Mein Kopf ist leer — ich weiß nicht, was ich sagen soll. Ich weiß nicht einmal, warum ich überhaupt etwas gesagt habe. Vielleicht ein uralter Überlebenstrieb. Zeit schinden ... aber wofür? Um alles nur noch mehr in die Länge zu ziehen?

Zögernd beginne ich, und meine Zunge fühlt sich an wie ein Fremdkörper in meinem Mund: „Ich wollte nur sagen, dass ... er hat recht ... Wilhelm hat recht. Es war alles meine Idee. Ich habe ihm die Waffen weggenommen, um sie abzufeuern. Und er hat wirklich einen Vater bei der SS, Hauptsturmführer Braun. Ihr solltet ihn besser laufen lassen, wenn ihr ..."

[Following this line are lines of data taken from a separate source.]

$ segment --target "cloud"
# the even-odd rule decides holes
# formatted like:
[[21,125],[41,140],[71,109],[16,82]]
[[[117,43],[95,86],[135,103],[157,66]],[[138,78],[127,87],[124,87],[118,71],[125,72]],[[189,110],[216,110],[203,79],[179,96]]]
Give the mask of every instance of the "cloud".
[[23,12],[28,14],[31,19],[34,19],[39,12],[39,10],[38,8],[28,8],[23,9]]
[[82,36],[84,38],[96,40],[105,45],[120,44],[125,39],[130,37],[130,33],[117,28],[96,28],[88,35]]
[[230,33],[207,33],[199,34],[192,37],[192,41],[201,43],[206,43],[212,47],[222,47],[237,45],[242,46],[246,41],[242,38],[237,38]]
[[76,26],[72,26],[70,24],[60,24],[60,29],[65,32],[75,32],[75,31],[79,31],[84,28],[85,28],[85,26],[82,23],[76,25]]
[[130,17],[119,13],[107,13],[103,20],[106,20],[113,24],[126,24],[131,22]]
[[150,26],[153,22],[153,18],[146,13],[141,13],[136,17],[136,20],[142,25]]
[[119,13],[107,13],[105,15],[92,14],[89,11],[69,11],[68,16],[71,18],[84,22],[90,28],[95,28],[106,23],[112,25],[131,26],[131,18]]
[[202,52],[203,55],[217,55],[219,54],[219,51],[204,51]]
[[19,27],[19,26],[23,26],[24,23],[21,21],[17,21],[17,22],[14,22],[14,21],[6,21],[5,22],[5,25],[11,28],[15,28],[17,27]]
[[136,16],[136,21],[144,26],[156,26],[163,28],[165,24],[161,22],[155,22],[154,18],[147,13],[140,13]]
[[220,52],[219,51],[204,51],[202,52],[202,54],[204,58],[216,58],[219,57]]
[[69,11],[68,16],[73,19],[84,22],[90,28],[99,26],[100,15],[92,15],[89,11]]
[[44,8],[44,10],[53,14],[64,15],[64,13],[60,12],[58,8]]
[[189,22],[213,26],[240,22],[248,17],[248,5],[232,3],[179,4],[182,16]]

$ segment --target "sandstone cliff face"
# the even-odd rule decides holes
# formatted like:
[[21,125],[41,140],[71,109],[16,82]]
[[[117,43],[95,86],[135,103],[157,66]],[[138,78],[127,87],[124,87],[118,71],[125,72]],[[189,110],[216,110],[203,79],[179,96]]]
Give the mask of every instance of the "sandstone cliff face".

„Schluss jetzt", fährt der Obergefreite dazwischen, aber er runzelt die Stirn. Vielleicht habe ich ihn ein wenig verwirrt. Mehr kann ich nicht hoffen.

„Ich habe ihn angestiftet. Wilhelm war immer ein treuer Vaterlandskämpfer, der treueste ...", ein Handzeichen des Obergefreiten schneidet mir das Wort ab. In der Dämmerung zwischen den Bäumen ist sein Gesichtsausdruck kaum noch zu erkennen, aber die beiden anderen scheinen seinen Wink deuten zu können und zielen wieder mit ihren Karabinern auf uns, die sie während meiner Worte haben sinken lassen.

Ich schlucke. Wilhelm neben mir ist ganz still geworden. Also gehen wir gemeinsam in den Tod. Das hätte ich nie gedacht. Dass ich meine letzten Minuten ausgerechnet mit Wilhelm Braun verbringen würde ...

„Achtung!", ruft der Obergefreite. Ich zwicke die Augen fest zusammen und stelle mir Gerhard vor ... und Luises Lächeln ... Mutters traurige Augen ...

„Halt!", ruft eine volltönende Stimme zu unserer Linken, die im Wald noch weiter entfernt scheint, aber leicht bis zu uns trägt. „Nicht schießen. Wer schießt, wird von mir gleich mit erschossen."

Ich reiße die Augen wieder auf. Die Stimme kommt mir bekannt vor. Wilhelm und ich wechseln einen Blick voll Verwirrung und unterdrückter Hoffnung.

„Herr Major?" Der Obergefreite klingt mindestens ebenso überrascht und deutet mit einem Handzeichen seinen Männern an, dass sie ihre Waffen sinken lassen sollen. Sie tun es nur widerwillig und mit einem bedauernden Blick auf uns.

Ein Mann tritt zwischen den Baumstämmen auf die kleine Lichtung, auf der wir uns befinden. Es ist zwar fast dunkel, aber selbst in diesem Dämmerlicht kann ich erkennen, dass sein Haar schlohweiß ist.

„Hauptmann Segeler hat mir das Protokoll vorgelegt. Dazu habe ich noch einige Fragen, die nicht geklärt wurden. Die beiden sollen mitkommen."

„Aber Herr Major..."

„Sofort." Er sagt es ruhig und leise, aber mit einer Bestimmtheit, die jeden Widerspruch im Keim erstickt.

Einen Moment zögert der Obergefreite. Er hat eigentlich in solchen Dingen die Gewalt, zu entscheiden, aber er hätte es gleich im Feld tun müssen, anstatt uns erst hierherzuführen — dann hätte ihm keiner etwas anhaben können. Hier ist auch er den Befehlen des Kommandanten unterstellt.

Er deutet mit einem Kopfwink an, dass seine zwei Gehilfen uns wieder in Gewahrsam nehmen sollen. Aber der Major winkt ab. „Ich übernehme das von hier." Er schaut die Feldgendarme durchdringend an. „Danke", fügt er endgültig hinzu.